20 / 07 / 2017

 - Actualité

David Hockney en 5 œuvres

David Hockney, Portrait d'un artiste (Piscine avec deux personnages), 1972 © David Hockney.

À l’occasion des 80 ans de l’artiste, le Centre Pompidou consacre une rétrospective au facétieux David Hockney. Plus de cent soixante peintures, dessins, photos et vidéos rejouent les étapes de sa longue carrière, et la construction d’une œuvre qui, derrière le bleu miroitant des piscines, recèle une profonde réflexion sur l’image. Parcours express en cinq œuvres. 



1. Self Portrait, 1954

Né en 1937 à Bradford en Angleterre, David Hockney intègre l’école d’art locale en 1953, où il reçoit un enseignement classique fondé sur la représentation réaliste. C’est à cette période qu’il se met à exécuter ses premiers autoportraits. Encore balbutiante, la pratique égotiste se développera en photographie dans les années 1970, pour se faire gymnastique quotidienne lors de la décennie suivante. Depuis 1983, Hockney commence en effet chacune de ses journées par la réalisation d’un autoportrait sur papier.



David Hockney, Self Portrait, 1954 © David Hockney. Photo : Richard Schmidt.


2. A Bigger Splash, 1967

Entre l’œuvre précédente et l’icône que constitue Bigger Splash, se sont écoulées treize années ponctuées de quelques rebondissements : un séjour au Royal College of Art de Londres, le choc de la rétrospective Picasso de 1960 à la Tate, et une traversée de l’Atlantique. En 1964, Hockney quitte Londres pour Los Angeles, la peinture à l’huile pour l’acrylique, et s’achète un Polaroid. Ses photos ainsi que celles qu’il collecte dans des revues lui servent alors d’études pour ses tableaux. Cette intégration du cliché à la toile marque le début d’un long combat mené contre l’opposition établie entre peinture et technique.



David Hockney, A Bigger Splash, 1967 © David Hockney. Collection Tate, London.


3. Henry Geldzahler and Christopher Scott, 1969

Changement de décor et de lumière : en 1968, Hockney se lance dans une série de doubles portraits de grand format. Pendant de sa pratique frénétique de l’autoportrait, celle, non moins obsessionnelle, qu’il a du portrait laisse transparaître la dimension empathique de son art. Ce sont ses amants, sa famille et ses amis que l’artiste représente ; ici un couple formé du conservateur Henry Geldzahler et de l’artiste Christopher Scott. Cette phase, considérée comme la plus naturaliste de sa carrière, prendra fin avec un portrait inachevé de ses parents en 1977.



David Hockney, Henry Geldzahler and Christopher Scott, 1969 © David Hockney. Photo : Richard Schmidt.

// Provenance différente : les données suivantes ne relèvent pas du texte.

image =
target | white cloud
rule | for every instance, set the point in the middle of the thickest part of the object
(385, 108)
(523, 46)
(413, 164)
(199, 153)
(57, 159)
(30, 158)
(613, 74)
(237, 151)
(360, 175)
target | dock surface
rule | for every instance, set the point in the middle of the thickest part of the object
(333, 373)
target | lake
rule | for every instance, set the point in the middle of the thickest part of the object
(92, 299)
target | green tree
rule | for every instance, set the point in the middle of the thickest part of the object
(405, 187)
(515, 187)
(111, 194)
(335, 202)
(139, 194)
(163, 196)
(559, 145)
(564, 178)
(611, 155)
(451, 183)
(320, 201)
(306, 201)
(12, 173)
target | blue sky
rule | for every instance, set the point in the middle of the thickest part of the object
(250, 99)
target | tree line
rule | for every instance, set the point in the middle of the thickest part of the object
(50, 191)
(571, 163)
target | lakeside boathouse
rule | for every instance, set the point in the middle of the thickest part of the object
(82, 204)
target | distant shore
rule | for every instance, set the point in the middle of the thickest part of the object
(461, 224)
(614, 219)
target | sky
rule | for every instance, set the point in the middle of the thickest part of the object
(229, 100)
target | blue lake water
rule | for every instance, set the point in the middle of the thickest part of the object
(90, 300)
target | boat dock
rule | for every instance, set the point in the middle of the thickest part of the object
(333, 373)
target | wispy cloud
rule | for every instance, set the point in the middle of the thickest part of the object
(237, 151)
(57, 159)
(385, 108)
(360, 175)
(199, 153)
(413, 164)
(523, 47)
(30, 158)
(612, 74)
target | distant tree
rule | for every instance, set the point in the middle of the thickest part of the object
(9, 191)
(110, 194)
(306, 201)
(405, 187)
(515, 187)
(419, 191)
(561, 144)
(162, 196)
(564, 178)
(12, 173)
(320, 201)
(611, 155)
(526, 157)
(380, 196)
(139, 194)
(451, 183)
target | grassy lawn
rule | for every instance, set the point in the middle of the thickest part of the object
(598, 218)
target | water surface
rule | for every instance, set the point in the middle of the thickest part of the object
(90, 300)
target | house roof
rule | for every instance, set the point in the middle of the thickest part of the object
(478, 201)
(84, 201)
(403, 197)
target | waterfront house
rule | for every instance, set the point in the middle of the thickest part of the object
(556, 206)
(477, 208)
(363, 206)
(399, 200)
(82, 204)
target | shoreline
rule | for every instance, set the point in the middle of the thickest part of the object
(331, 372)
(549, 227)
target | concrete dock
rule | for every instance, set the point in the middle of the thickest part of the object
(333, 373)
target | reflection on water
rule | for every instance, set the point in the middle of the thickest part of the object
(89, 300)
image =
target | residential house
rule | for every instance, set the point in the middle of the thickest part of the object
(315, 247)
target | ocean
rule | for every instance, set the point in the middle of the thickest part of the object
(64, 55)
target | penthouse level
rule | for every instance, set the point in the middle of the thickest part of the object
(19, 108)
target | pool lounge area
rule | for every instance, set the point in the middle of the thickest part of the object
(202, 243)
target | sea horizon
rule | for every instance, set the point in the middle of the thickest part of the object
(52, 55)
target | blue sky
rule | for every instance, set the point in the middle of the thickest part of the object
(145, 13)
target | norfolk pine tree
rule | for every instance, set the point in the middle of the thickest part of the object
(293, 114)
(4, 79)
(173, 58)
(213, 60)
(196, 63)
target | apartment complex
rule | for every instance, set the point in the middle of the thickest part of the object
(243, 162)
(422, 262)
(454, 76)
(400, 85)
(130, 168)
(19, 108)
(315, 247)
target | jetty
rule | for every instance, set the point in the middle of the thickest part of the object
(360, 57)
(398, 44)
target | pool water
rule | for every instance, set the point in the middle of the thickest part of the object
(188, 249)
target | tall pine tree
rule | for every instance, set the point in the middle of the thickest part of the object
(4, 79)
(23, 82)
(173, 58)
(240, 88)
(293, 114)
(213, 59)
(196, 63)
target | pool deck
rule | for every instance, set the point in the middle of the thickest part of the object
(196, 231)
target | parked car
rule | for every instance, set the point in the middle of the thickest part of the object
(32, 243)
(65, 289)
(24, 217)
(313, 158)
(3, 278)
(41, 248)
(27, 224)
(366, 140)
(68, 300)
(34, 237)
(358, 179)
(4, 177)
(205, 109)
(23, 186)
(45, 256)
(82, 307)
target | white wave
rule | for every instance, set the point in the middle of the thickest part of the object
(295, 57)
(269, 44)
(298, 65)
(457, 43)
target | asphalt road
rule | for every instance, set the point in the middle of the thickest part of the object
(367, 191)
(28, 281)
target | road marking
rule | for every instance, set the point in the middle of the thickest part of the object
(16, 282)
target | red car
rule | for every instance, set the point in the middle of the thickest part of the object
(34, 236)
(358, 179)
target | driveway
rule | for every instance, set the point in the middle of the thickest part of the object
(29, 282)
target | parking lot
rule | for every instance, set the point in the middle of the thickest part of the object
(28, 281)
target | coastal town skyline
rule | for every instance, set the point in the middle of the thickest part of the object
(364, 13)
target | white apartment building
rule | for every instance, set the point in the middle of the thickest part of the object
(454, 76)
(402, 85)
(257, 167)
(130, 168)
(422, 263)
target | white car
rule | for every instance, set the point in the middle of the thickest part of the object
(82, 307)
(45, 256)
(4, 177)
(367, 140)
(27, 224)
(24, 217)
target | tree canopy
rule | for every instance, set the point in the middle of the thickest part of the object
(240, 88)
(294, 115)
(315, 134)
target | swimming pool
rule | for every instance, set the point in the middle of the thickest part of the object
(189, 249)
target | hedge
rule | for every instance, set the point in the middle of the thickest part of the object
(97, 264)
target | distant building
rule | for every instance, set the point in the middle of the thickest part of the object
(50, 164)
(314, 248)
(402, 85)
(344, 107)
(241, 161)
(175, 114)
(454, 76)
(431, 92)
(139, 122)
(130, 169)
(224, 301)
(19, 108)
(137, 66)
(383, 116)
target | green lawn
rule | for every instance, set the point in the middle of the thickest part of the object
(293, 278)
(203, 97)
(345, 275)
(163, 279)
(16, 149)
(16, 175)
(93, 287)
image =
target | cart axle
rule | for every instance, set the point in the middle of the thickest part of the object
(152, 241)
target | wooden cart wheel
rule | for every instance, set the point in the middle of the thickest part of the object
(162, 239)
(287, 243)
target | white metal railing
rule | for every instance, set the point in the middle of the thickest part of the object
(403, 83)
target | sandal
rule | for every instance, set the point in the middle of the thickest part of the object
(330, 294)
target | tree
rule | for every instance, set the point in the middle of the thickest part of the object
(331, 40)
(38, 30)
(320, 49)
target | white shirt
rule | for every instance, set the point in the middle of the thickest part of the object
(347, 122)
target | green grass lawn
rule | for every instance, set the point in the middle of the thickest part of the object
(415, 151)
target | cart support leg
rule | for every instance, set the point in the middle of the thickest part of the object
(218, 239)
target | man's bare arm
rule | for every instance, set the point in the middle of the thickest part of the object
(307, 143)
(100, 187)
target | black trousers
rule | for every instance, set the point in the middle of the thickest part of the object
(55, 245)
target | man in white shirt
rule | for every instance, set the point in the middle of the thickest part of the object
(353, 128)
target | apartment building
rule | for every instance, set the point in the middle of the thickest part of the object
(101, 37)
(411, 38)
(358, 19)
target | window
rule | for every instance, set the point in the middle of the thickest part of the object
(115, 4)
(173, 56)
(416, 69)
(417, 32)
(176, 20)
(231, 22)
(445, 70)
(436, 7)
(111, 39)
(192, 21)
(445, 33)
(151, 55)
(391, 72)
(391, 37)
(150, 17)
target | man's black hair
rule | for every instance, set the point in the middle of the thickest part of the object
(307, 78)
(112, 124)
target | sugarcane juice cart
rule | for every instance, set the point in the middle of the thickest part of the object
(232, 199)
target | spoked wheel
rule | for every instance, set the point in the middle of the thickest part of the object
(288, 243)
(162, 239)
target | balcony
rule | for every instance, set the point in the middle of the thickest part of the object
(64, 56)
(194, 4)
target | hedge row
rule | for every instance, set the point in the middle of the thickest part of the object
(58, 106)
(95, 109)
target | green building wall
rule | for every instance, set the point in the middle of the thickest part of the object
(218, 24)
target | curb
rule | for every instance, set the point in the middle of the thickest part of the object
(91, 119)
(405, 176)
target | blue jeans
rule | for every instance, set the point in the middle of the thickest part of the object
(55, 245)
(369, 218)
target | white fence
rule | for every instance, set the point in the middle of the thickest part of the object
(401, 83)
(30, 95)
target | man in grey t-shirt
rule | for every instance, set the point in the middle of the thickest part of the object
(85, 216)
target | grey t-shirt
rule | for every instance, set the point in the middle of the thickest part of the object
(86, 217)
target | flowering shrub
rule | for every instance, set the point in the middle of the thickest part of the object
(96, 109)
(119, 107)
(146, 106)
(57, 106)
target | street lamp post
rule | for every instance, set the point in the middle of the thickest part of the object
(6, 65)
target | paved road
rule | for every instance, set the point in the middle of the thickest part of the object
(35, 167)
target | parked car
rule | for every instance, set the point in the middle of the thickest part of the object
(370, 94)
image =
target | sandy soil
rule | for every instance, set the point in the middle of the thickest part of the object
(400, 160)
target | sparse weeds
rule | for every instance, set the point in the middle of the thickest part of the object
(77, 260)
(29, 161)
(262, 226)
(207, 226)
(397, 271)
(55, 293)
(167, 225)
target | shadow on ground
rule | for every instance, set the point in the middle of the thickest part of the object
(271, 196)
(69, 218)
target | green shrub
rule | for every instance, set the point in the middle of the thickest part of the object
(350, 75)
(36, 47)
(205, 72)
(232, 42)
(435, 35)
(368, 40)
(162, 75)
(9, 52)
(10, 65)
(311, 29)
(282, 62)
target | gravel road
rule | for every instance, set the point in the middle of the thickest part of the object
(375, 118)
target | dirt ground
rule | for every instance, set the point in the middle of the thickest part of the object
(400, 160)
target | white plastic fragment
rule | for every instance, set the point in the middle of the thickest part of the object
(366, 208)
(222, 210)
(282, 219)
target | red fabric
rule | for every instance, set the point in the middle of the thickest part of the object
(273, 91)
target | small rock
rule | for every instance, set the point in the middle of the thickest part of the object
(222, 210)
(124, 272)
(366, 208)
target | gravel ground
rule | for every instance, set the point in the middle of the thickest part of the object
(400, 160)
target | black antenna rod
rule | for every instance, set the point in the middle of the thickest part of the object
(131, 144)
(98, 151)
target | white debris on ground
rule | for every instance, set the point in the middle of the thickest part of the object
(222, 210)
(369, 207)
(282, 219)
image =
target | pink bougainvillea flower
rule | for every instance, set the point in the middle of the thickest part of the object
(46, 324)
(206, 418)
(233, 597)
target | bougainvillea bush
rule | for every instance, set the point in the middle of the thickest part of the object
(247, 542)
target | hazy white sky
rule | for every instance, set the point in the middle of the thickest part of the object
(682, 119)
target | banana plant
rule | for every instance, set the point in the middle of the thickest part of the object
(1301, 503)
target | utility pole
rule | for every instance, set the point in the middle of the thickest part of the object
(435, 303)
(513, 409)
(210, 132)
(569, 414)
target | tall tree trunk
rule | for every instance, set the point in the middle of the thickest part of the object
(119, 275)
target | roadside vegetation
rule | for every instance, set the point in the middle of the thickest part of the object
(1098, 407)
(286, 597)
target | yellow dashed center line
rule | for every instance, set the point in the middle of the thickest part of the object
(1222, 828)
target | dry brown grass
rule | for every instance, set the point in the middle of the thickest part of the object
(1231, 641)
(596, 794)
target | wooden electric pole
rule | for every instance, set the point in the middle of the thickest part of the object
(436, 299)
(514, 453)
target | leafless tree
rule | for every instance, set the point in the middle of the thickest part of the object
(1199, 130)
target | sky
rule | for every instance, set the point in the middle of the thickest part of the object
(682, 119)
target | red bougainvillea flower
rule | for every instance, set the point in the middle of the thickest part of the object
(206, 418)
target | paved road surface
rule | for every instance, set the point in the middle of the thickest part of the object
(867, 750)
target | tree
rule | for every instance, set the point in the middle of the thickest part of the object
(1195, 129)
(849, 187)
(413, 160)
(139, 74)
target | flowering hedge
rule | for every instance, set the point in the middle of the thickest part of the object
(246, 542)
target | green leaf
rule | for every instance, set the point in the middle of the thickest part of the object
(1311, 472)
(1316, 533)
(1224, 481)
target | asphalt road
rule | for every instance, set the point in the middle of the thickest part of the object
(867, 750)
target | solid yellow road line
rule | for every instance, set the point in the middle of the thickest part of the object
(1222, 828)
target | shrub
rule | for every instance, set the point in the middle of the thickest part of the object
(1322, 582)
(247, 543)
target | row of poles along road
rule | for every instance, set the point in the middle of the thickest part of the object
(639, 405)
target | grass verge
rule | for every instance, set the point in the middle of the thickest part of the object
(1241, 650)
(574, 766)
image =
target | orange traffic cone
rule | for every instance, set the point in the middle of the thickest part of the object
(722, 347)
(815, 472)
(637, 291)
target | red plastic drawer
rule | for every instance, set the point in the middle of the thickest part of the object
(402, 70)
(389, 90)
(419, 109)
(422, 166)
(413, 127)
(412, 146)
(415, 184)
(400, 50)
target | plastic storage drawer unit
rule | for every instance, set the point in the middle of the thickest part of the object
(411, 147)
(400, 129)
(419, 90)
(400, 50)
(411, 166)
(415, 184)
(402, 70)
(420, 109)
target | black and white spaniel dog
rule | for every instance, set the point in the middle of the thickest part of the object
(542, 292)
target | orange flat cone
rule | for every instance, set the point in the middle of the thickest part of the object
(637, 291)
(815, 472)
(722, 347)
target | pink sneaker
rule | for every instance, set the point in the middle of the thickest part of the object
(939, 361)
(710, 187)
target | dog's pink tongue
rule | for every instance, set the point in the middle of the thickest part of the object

4. Bigger Trees Near Warter or/ou Peinture sur le motif pour le nouvel âge post-photographique, 2007

À la fin des années 1970, Hockney rebrousse chemin sur la voie étroite du naturalisme pour prendre un virage à cent quatre-vingts degrés. En peinture, c’est la remise en cause de la perspective centrée, et, en photographie, la trouvaille héritée du cubisme des joiners, ces assemblages de clichés multipliant les points de vue sur un sujet. Une trouvaille qu’il ne tardera pas à transposer dans le champ de la peinture, et à laquelle il adjoindra la simulation infographique quand, de retour dans son Yorkshire natal, il s’attellera au colossal Bigger Trees constitué de cinquante toiles s’étendant sur douze mètres.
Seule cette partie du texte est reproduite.